The extent of the threat to African elephants was previously underestimated due to the misconception that they were a single species.

This recent assessment, which separates savanna and forest elephants, marks the first comprehensive evaluation of their respective statuses.

Genetic studies and the consensus among experts have confirmed that African forests and savanna elephants are distinct species.

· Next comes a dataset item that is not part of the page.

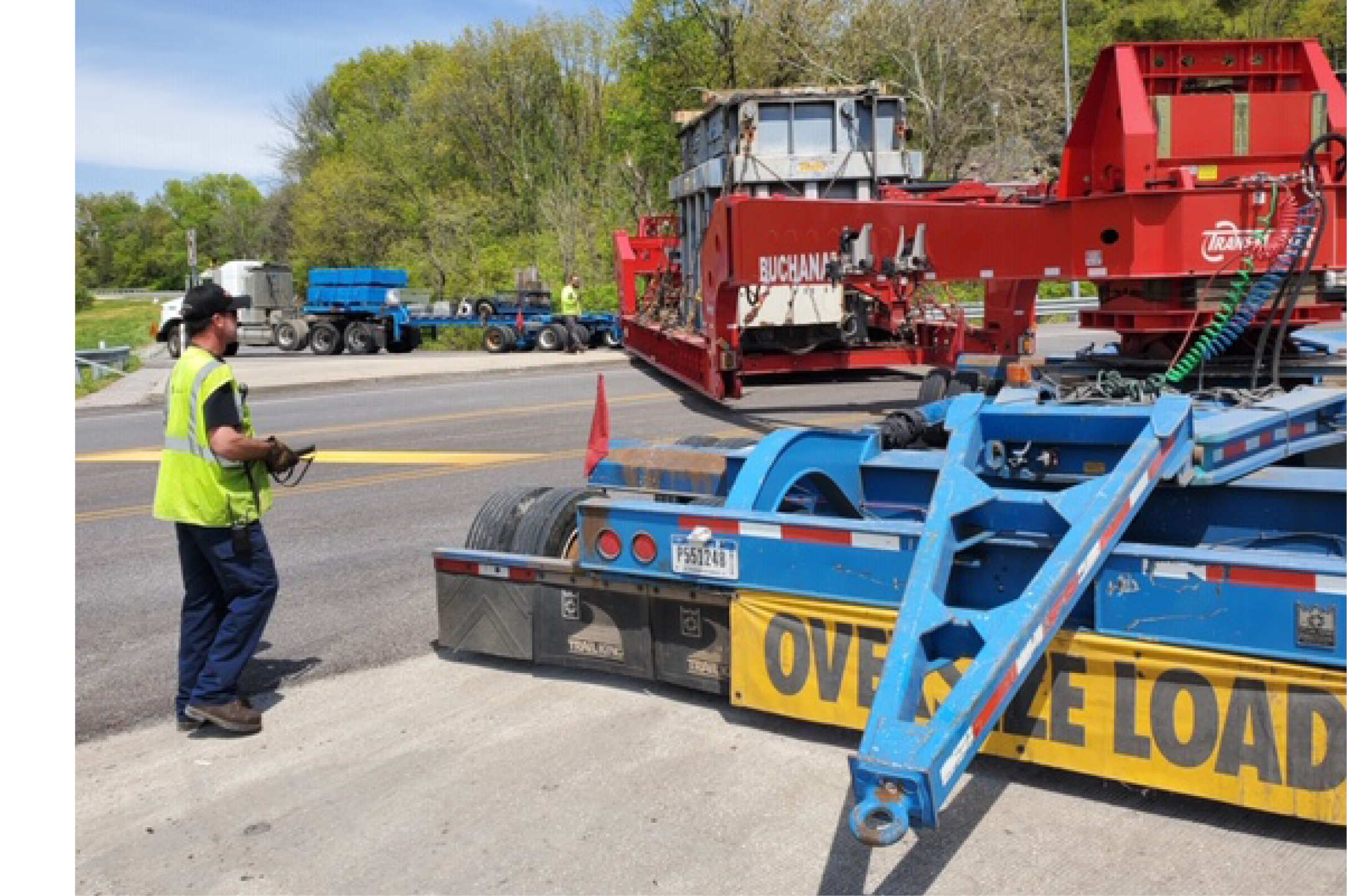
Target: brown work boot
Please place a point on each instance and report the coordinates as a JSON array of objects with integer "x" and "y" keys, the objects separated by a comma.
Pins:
[{"x": 232, "y": 717}]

Forest elephants inhabit the tropical forests of Central and West Africa, with minimal overlap with the range of savanna elephants.

On the other hand, savanna elephants prefer open areas and can be found in various habitats throughout sub-Saharan Africa, including grasslands and deserts.

The natural distribution of forest elephants is more limited, with their current habitat reported to be only a quarter of their historical range.

The largest remaining populations of forest elephants are concentrated in the Gabonese Republic and the Republic of the Congo.

The most recent assessment reveals a concerning decline in African elephant populations across the continent.

Data indicates that African forest elephant populations have plummeted by more than 86% in the past three decades, while African savanna elephant populations have dwindled by at least 60% in the past five decades.

Both species have experienced significant declines in numbers due to the rampant increase in poaching since 2008, which reached its peak in 2011. However, another pressing threat is the alteration of their habitats.

The conversion of natural habitats into agricultural and other land uses poses a substantial risk to the survival of elephants.

According to reliable data from the 2016 IUCN State of the African Elephant Report, the combined continental population of both species is currently estimated to be around 415,000 animals.

Although African elephant species have experienced an overall decline, the assessment highlights the positive influence of conservation efforts.

Ground-level anti-poaching measures, along with legislation and land-use planning focused on promoting human-wildlife coexistence, play a pivotal role in successful elephant conservation.

Some forest elephant populations have already experienced the benefits of these efforts, stabilizing in well-managed protected areas in the Gabonese Republic and the Republic of the Congo.

The savanna elephant populations have also remained stable or even shown signs of growth over the years, particularly in the Kavango Zambezi Transfrontier Conservation Area, which harbors the largest terrestrial subpopulation of savanna elephants.